View Full Version : cpvc vs aquapex
09-13-2005, 09:23 AM
As a preventive measure, we wish to replumb our copper piping, slab foundation, one-story home in central FL. This house is 14 years old. We have not had any problems except for flooding from faulty hot water heaters. This house is intended to be passed to a 3rd generation (presently occupied by 1st generation), so we are looking for the best, longterm solution. We have been given conflicting, diverse opinions from the local plumbers. We cannot ascertain which might be the better option, aquapex or cpvc? The majority of the new plumbing will be in the attic which can easily reach 150+ degrees for 6 months a year. Some of the new plumbing might have to be on the outside of the house, however, we will frame and stucco over those areas for concealment for protection and aesthetics. We will not be doing any of this work ourselves, only professionals will be hired.
09-13-2005, 10:17 AM
The most tried and true material of all? Copper... if you're concerned about longevity for the sake of future generations, copper has the history to back up its performance. On a side note: 14 years is not old for a home, do you really feel it's necessary to overhaul the entire home at this point? There shouldn't really be preventative measures to take with the system or structure unless it was cheaply/shoddily built in the first place, and it sounds like there aren't any problems with the place that need to be tended to (except the water heater). Homes and their systems are built to last a lot longer than 14 years, and it should be good to go for a looooong time... not all of them, mind you! But most of them...
09-13-2005, 12:15 PM
I agree, 14 years is not old at all. I would not change a thing unless you are aware of problems that you did not mention. In any event, copper is still the standard in the Northeast, but you are seeing pex more often now. CPVC is not widely used, but it works. Pex is a great choice when freezing is a concern. Running pipes in outside walls will ordinarily cause such a concern around here, but perhaps in Florida that is not much of a concern. CPVC pipe is flexible enough to withstand freezing fairly well, but its fittings do not fair so well. Pex has no problems with freezing. (Water will of course freeze, but not often break the tubing.) Pex will not have any problems with the heat in your attic either.
09-14-2005, 01:25 AM
Generally speaking, yes, I agree about copper, since I am originally from the northeast. The house is in one of many subdivisions within a 10,000+ acre development in Sarasota, FL. The reason for the replumb is that thousands of homes that are only 2+ years age, collectively in all of the subdivisions, have experienced multiple pinhole leaks at an alarming rate. We are in the process of a general remodel when one of our 7 year old hot water heater's seam split overnight, only to awaken to 5 inches of flooding throughout 90% of the home. With the humidity factor here in central FL, mold takes hold very rapidly, hence the preventive measure that many homeowners are now taking in these subdivisions, not to mention general water damage. So with a general contractor and plumber already on the premise, we thought of NOT having to go through a water issue again. Our water supplier in Sarasota, as a result of all the pinhole leaks, has added an anti-corrosive agent at the water treatment plant since Jan.'05. Also, the southeast corner of the USA has a very high mineral content in the water. And, it is my understanding from many sources who have done in-depth research, that pinhole leaks with copper is becoming an ever increasing problem overall throughout the USA. Thanks for your input and any other info you can share.

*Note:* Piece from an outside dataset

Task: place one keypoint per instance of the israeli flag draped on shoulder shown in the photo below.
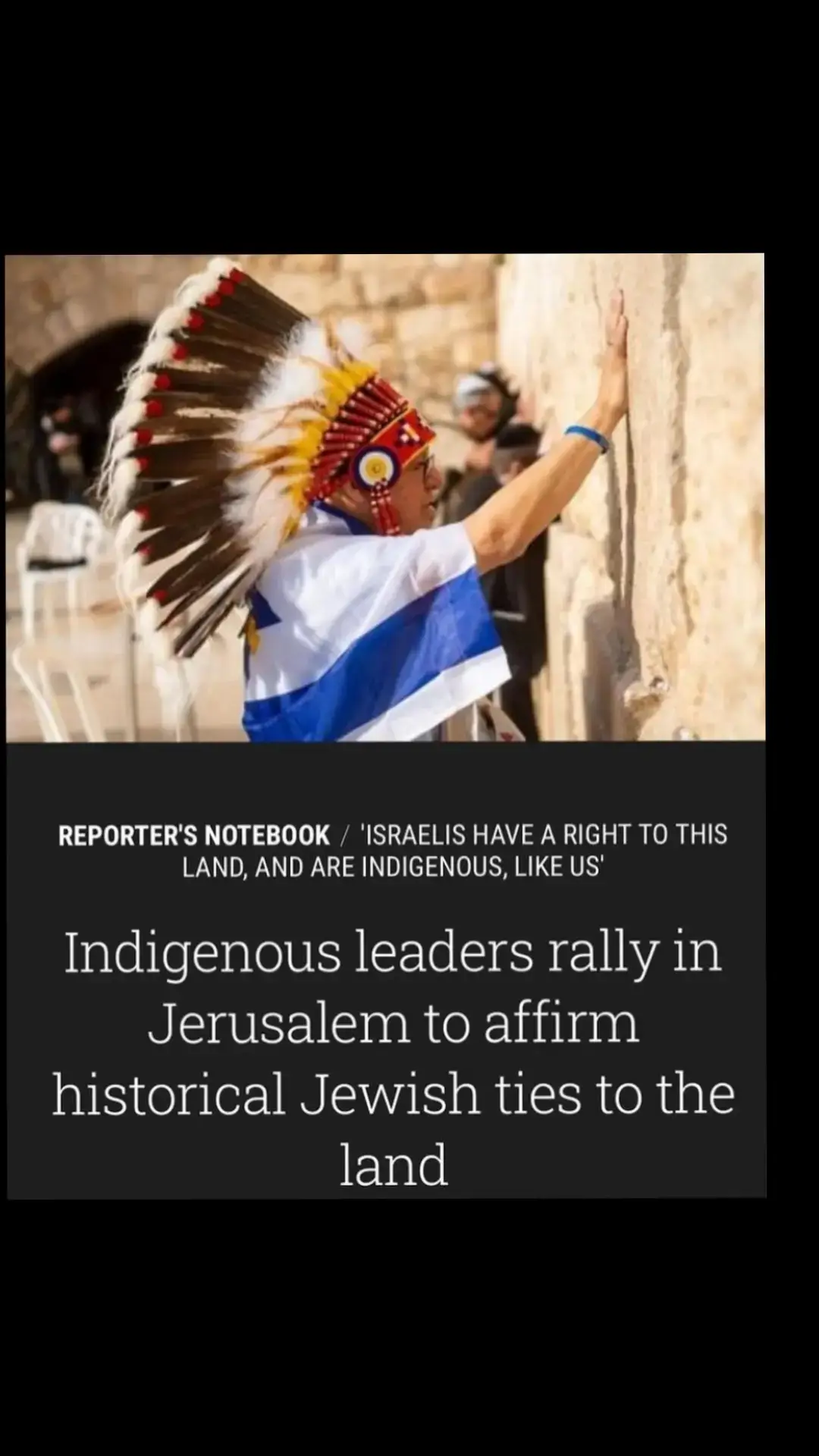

I use cpvc A LOT . One thing about it,,,,,,can't be out in the sun. So cover it up if you use it. Have not used pex.Heard many good things about it but can't get homeowner's in the No.Va. area to get over their poly b. scare. We got burned REAL BAD here by the polybutelyne (sp?) break/rupture problem a few years ago.
You should call your local water authority and ask if any of the newer chemicals they are using adversly affects the make up of cpvc or pex. 'Course the first answer you are going to get is " Ah,,,,No dude" but keep pushing till you can talk with a real human who knows something.
master plumber mark
09-14-2005, 09:56 AM
copper type L is still the very best in any situatioin
take my word for it or gamble and throw the dice.
here are some threads to read then make your own conclusions.
it is your home
09-14-2005, 02:23 PM
MPM made it easy for all of us who don't want to type it all out again. I have been told in Florida that there are certain parts that the water is so corrosive that it eats more than just copper pipes. I certainly wouldn't want to be showering in that let alone drinking it. Cal brought up a very interesting point about certain chemicals affecting CPVC piping. A point worth considering. CPVC made me $323 last week on that particular job. UV damage and joint blew out under the sink. Switched it back to copper like it was to begin with.